Failure to Develop Comprehensive Care Plans for Residents
Penalty
Summary
The facility failed to develop comprehensive care plans for two residents, as required by federal regulations. Resident 112, admitted with chronic kidney failure, had a care area assessment indicating the need to address urinary incontinence in the care plan. However, the quarterly MDS summary showed frequent urinary incontinence without any interventions documented in the care plan. Similarly, Resident 115, diagnosed with epilepsy and rheumatoid arthritis, also had a care area assessment noting the need to address urinary incontinence.

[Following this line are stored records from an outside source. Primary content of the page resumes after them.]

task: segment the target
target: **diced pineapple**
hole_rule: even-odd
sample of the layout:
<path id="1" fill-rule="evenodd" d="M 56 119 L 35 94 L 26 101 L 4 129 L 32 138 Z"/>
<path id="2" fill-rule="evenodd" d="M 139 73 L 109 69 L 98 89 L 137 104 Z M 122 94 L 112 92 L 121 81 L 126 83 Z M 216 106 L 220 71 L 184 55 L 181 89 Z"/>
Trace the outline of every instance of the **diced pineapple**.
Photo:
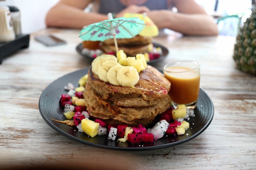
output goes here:
<path id="1" fill-rule="evenodd" d="M 128 66 L 132 66 L 131 63 L 135 61 L 136 58 L 134 57 L 127 57 L 127 64 Z"/>
<path id="2" fill-rule="evenodd" d="M 150 61 L 149 58 L 149 54 L 148 53 L 144 53 L 144 56 L 145 56 L 145 59 L 146 62 L 148 62 Z"/>
<path id="3" fill-rule="evenodd" d="M 123 66 L 128 66 L 127 58 L 121 58 L 118 63 Z"/>
<path id="4" fill-rule="evenodd" d="M 173 120 L 176 119 L 178 118 L 184 118 L 187 115 L 186 106 L 184 104 L 178 105 L 177 108 L 173 110 L 172 113 Z"/>
<path id="5" fill-rule="evenodd" d="M 184 120 L 181 122 L 181 124 L 177 126 L 177 128 L 182 128 L 185 130 L 189 128 L 189 123 Z"/>
<path id="6" fill-rule="evenodd" d="M 73 104 L 75 104 L 76 100 L 79 99 L 79 98 L 76 96 L 72 96 L 71 99 L 72 101 L 72 103 L 73 103 Z"/>
<path id="7" fill-rule="evenodd" d="M 85 100 L 84 99 L 79 99 L 75 102 L 75 104 L 77 106 L 85 106 Z"/>
<path id="8" fill-rule="evenodd" d="M 86 119 L 84 119 L 81 121 L 81 128 L 84 132 L 90 136 L 94 137 L 98 134 L 98 130 L 100 124 L 94 121 Z"/>
<path id="9" fill-rule="evenodd" d="M 131 62 L 131 64 L 130 66 L 135 68 L 139 73 L 141 71 L 145 70 L 145 69 L 142 60 L 141 59 L 136 60 L 134 61 Z"/>
<path id="10" fill-rule="evenodd" d="M 131 127 L 127 127 L 125 128 L 125 137 L 127 137 L 128 134 L 132 133 L 133 132 L 133 129 Z"/>
<path id="11" fill-rule="evenodd" d="M 175 128 L 177 134 L 179 135 L 183 135 L 185 133 L 185 130 L 183 128 Z"/>
<path id="12" fill-rule="evenodd" d="M 79 92 L 79 91 L 83 91 L 85 90 L 84 87 L 82 86 L 80 86 L 78 87 L 75 88 L 75 91 Z"/>
<path id="13" fill-rule="evenodd" d="M 67 119 L 71 119 L 75 115 L 75 112 L 68 112 L 64 113 L 64 115 Z"/>
<path id="14" fill-rule="evenodd" d="M 149 57 L 149 56 L 148 57 Z M 140 59 L 142 60 L 143 63 L 143 65 L 145 68 L 146 68 L 147 67 L 147 62 L 146 61 L 146 59 L 145 58 L 145 56 L 142 54 L 139 54 L 136 55 L 136 58 L 138 60 Z"/>
<path id="15" fill-rule="evenodd" d="M 116 53 L 116 58 L 117 59 L 117 62 L 119 62 L 122 59 L 126 59 L 126 54 L 124 52 L 124 50 L 120 50 Z"/>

The quarterly MDS summary confirmed frequent incontinence, yet no interventions were included in the care plan. In an interview, the Director of Nursing confirmed the absence of documented interventions for the identified care areas in the residents' care plans. This deficiency was previously cited in March 2024, indicating a recurring issue with the facility's compliance in developing and implementing comprehensive care plans that address individual resident needs as identified in their comprehensive assessments.
Plan Of Correction
1. The care plans of Residents 112 and 115 were updated to reflect urinary incontinence. 2. Current residents identified with incontinence on the most recent MDS have been reviewed to verify incontinence needs are addressed in the care plan. 3. NPE or designee will reinservice licensed nursing staff on the process for developing care plans that address the individual resident needs as it relates to incontinence. 4. DON and/or designee will conduct weekly audits x 8, then monthly x 2 of residents identified with urinary incontinence to verify a care plan is in place. Results of the audits will be presented at the QAPI meetings for review and/or recommendations.